De noodzaak om fysiek op het Turkse consulaat aanwezig te zijn, is een feit van algemene bekendheid. Voor de zaken die geregeld moeten worden is een notariële volmacht verplicht, die via het Turkse consulaat geregeld kan worden. Dit kan niet door middel van een schriftelijke verklaring.

Dat de Dienst Vervoer & Ondersteuning haar taken niet zou kunnen uitvoeren, omdat een consulaat een stuk Turks grondgebied is, is onjuist. 

Klager verzoekt om het beroep mondeling te mogen toelichten. 

Standpunt van verweerder
Verweerder heeft de bestreden beslissing en de onderliggende stukken toegestuurd, maar daarbij geen inhoudelijke reactie gegeven.


3. De beoordeling
Klager heeft verzocht het beroep mondeling te mogen toelichten. Dit verzoek is niet onderbouwd, terwijl de stukken voldoende informatie bevatten om het beroep te kunnen beoordelen. De beroepscommissie wijst het verzoek daarom af.

De beroepscommissie heeft verweerder meerdere keren verzocht om de stukken en een inhoudelijke reactie op het beroepschrift toe te sturen. In zaken zoals deze – waarin al een lange periode is verstreken, zonder dat het verweer is ontvangen – heeft de beroepscommissie vervolgens (eenmalig) verzocht om in ieder geval de stukken toe te sturen. De beroepscommissie stelt vast dat verweerder daarop de stukken heeft toegestuurd en daarbij niet inhoudelijk heeft gereageerd. In dit geval bevatten de stukken (zoals hiervoor benoemd) voldoende informatie om een uitspraak te kunnen doen op het beroep. Op basis daarvan overweegt de beroepscommissie als volgt.
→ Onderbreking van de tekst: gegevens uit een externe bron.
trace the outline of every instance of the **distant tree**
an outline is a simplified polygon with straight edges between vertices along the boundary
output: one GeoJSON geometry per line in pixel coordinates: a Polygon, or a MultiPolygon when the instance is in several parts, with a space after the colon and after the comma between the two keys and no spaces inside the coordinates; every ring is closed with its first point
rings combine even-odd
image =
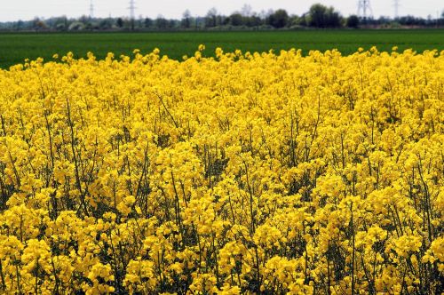
{"type": "Polygon", "coordinates": [[[313,4],[308,11],[309,25],[316,28],[335,28],[341,26],[341,15],[333,7],[321,4],[313,4]]]}
{"type": "Polygon", "coordinates": [[[185,28],[189,28],[191,27],[191,12],[189,10],[186,10],[182,15],[181,26],[185,28]]]}
{"type": "Polygon", "coordinates": [[[107,19],[102,19],[99,21],[99,28],[100,29],[110,29],[113,28],[113,19],[111,18],[107,18],[107,19]]]}
{"type": "Polygon", "coordinates": [[[205,27],[206,28],[213,28],[218,25],[218,11],[216,8],[211,8],[208,11],[207,15],[205,16],[205,27]]]}
{"type": "Polygon", "coordinates": [[[244,22],[248,27],[259,27],[263,24],[262,19],[256,13],[253,13],[251,16],[245,18],[244,22]]]}
{"type": "Polygon", "coordinates": [[[155,27],[161,29],[168,28],[169,21],[162,14],[159,14],[155,19],[155,27]]]}
{"type": "Polygon", "coordinates": [[[143,20],[143,26],[145,28],[151,28],[153,26],[153,20],[151,20],[150,18],[145,18],[145,20],[143,20]]]}
{"type": "Polygon", "coordinates": [[[243,4],[242,8],[241,9],[241,15],[246,17],[250,17],[251,15],[253,15],[253,9],[251,8],[251,5],[243,4]]]}
{"type": "Polygon", "coordinates": [[[267,23],[276,28],[284,28],[289,22],[289,13],[284,9],[278,9],[268,16],[267,23]]]}
{"type": "Polygon", "coordinates": [[[230,15],[229,23],[234,27],[238,27],[243,25],[243,18],[241,13],[236,12],[230,15]]]}
{"type": "Polygon", "coordinates": [[[35,18],[33,20],[33,28],[36,30],[42,30],[48,28],[48,27],[44,20],[40,20],[39,18],[35,18]]]}
{"type": "Polygon", "coordinates": [[[360,18],[358,18],[357,15],[350,15],[348,18],[347,18],[347,22],[346,22],[346,26],[348,28],[358,28],[360,24],[360,18]]]}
Klager was sinds 23 oktober 2020 gedetineerd. Hij was voorlopig gehecht vanwege een niet-onherroepelijk opgelegde gevangenisstraf van 42 maanden met aftrek, wegens oplichting, afdreiging, witwassen, het gebruikmaken van andermans foto’s op social media en het maken en bezitten van kinderporno. Klager is op 12 november 2022 in vrijheid gesteld, wegens schorsing van de voorlopige hechtenis. 

De wet- en regelgeving
In artikel 15 van de Regeling staat dat re-integratieverlof alleen wordt verleend voor een re-integratiedoel dat is vastgelegd in het D&R-plan. In de artikelen 4 en 16 van de Regeling is benoemd om welke redenen verlof wordt geweigerd en welke gedetineerden niet in aanmerking komen voor re-integratieverlof.

De inhoudelijke beoordeling 
Klager heeft verzocht om kortdurend re-integratieverlof, om naar het Turkse consulaat in Rotterdam te kunnen gaan, zodat hij zijn zus kon machtigen om onder meer de erfenis van hun overleden moeder af te wikkelen.
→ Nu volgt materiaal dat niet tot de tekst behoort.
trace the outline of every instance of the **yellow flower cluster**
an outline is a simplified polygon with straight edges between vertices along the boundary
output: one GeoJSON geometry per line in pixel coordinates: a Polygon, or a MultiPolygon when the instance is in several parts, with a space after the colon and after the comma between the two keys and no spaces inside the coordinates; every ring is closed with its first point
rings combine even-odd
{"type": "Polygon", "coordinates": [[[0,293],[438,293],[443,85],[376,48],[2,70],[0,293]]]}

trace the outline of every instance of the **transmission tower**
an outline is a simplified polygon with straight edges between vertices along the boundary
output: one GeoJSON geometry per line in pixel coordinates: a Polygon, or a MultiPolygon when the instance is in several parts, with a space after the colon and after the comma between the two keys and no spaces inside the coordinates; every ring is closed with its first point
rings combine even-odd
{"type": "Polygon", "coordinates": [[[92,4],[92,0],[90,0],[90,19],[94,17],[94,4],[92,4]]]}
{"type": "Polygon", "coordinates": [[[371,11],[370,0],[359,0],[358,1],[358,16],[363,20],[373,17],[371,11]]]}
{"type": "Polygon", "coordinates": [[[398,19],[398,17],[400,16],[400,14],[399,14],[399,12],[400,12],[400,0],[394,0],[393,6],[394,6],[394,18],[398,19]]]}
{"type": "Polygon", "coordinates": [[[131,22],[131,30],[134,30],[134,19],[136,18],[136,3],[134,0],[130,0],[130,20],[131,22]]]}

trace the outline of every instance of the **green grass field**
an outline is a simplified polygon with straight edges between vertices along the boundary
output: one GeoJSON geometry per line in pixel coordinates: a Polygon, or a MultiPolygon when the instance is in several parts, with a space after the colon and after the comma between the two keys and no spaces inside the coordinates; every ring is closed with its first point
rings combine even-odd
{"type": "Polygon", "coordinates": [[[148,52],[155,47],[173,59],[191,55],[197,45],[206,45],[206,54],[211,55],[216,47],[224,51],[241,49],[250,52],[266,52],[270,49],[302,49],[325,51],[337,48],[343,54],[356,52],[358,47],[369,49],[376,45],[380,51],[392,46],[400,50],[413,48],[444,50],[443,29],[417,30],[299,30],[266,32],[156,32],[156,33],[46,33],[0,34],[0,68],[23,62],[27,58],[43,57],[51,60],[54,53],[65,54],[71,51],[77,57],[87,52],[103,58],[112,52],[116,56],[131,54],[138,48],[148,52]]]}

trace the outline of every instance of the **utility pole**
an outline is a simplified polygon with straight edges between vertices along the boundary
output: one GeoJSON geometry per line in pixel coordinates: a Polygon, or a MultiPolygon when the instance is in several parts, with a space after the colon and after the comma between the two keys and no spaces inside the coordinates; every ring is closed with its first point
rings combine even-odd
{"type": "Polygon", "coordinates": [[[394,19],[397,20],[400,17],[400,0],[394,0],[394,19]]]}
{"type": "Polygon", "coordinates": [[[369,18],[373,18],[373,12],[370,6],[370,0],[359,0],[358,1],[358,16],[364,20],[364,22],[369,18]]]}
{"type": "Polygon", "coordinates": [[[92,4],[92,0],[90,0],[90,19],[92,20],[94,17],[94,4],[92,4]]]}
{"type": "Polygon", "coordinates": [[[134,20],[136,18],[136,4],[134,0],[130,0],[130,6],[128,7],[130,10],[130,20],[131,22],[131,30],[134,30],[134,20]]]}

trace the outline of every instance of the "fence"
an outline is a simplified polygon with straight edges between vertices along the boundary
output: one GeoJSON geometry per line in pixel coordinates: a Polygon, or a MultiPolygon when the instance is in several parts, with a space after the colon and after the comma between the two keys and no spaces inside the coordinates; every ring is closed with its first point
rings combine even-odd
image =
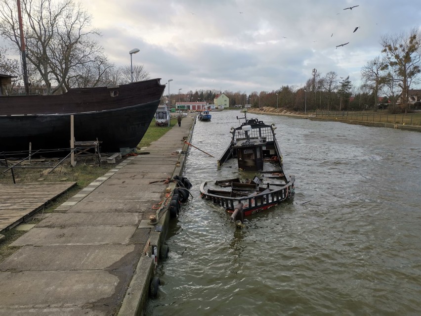
{"type": "Polygon", "coordinates": [[[381,111],[360,112],[354,111],[317,111],[316,116],[320,118],[337,118],[351,121],[379,122],[393,124],[421,126],[421,113],[391,114],[381,111]]]}

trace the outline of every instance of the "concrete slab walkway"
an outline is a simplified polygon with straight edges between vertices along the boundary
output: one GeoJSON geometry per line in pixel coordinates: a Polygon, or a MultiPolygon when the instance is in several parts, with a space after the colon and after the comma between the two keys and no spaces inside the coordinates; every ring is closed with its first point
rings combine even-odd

Uit de Memorie van Toelichting bij de Wet straffen en beschermen volgt dat kortdurend re-integratieverlof primair is bedoeld voor het regelen van praktische zaken om de terugkeer in de samenleving voor te bereiden. Ook is het bijvoorbeeld mogelijk re-integratieverlof te verlenen voor deelname aan gedragsinterventies, het gericht bezoeken van familie om te werken aan een stabiel gezinscontact, het opnieuw invulling leren geven aan een opvoedingsrol binnen het gezin, voor ambulante zorg of voor het volgen van een opleiding of werken buiten de inrichting.
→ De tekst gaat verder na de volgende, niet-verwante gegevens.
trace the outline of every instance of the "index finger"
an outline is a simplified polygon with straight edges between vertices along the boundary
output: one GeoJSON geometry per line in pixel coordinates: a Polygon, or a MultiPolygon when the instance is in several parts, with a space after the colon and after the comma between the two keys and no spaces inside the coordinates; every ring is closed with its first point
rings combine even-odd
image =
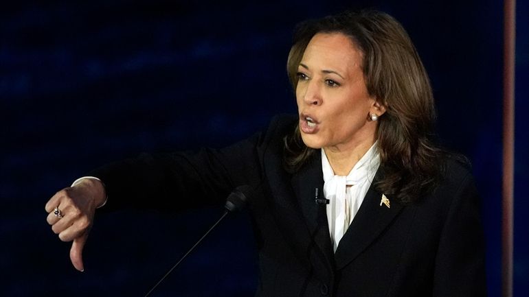
{"type": "Polygon", "coordinates": [[[57,206],[59,205],[60,198],[64,195],[62,192],[62,190],[59,191],[58,192],[56,193],[55,195],[54,195],[49,199],[49,200],[48,200],[47,203],[46,203],[46,206],[44,207],[46,209],[46,212],[51,213],[56,207],[57,207],[57,206]]]}

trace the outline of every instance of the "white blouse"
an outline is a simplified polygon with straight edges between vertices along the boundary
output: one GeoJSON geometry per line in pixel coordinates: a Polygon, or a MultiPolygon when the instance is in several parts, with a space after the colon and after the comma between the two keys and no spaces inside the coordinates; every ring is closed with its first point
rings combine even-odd
{"type": "Polygon", "coordinates": [[[380,165],[377,142],[354,165],[347,176],[335,175],[325,151],[322,149],[324,195],[329,200],[327,221],[335,252],[368,193],[380,165]]]}

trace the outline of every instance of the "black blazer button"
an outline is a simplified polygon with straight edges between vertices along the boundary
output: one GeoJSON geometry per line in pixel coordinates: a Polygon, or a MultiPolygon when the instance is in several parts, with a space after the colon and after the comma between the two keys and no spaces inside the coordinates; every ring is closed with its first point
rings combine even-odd
{"type": "Polygon", "coordinates": [[[322,295],[327,296],[329,294],[329,287],[327,287],[327,285],[323,284],[319,287],[319,292],[322,293],[322,295]]]}

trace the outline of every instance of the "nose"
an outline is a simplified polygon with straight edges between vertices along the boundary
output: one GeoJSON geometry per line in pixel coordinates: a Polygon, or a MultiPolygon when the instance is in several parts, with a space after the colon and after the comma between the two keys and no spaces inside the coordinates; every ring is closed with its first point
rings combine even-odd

De beroepscommissie is met verweerder van oordeel dat klagers verzoek om kortdurend re-integratieverlof kon worden afgewezen, omdat onvoldoende duidelijk is op welke manier klagers verlofdoel zou kunnen bijdragen aan zijn re-integratie.

Vanwege het humanitaire doel van klagers verzoek, is de beroepscommissie van oordeel dat verweerder in redelijkheid aanleiding heeft mogen zien om de verlofaanvraag tevens als een verzoek om incidenteel verlof aan te merken en als zodanig te beoordelen. 

Op grond van artikel 21 van de Regeling kan incidenteel verlof worden verleend voor het bijwonen van gebeurtenissen in de persoonlijke sfeer van de gedetineerde, waarbij zijn aanwezigheid noodzakelijk is. Voor het verlenen van incidenteel verlof dient de persoonlijke aanwezigheid van klager op het Turkse consulaat dus noodzakelijk te zijn. Dat laatste is wel gesteld, maar – bij gebrek aan onderbouwing – niet voldoende aannemelijk geworden. 

Reeds gelet op het voorgaande en bij afweging van alle in aanmerking komende belangen, kan de bestreden beslissing niet als onredelijk of onbillijk worden aangemerkt. De beroepscommissie zal het beroep dan ook ongegrond verklaren.

4. De uitspraak
De beroepscommissie verklaart het beroep ongegrond.


Deze uitspraak is op 17 februari 2023 gedaan door de beroepscommissie, bestaande uit 
mr. D. van der Sluis, voorzitter, F. van Dekken en mr. A. Pahladsingh, leden, bijgestaan door mr. M. Olde Keizer, secretaris.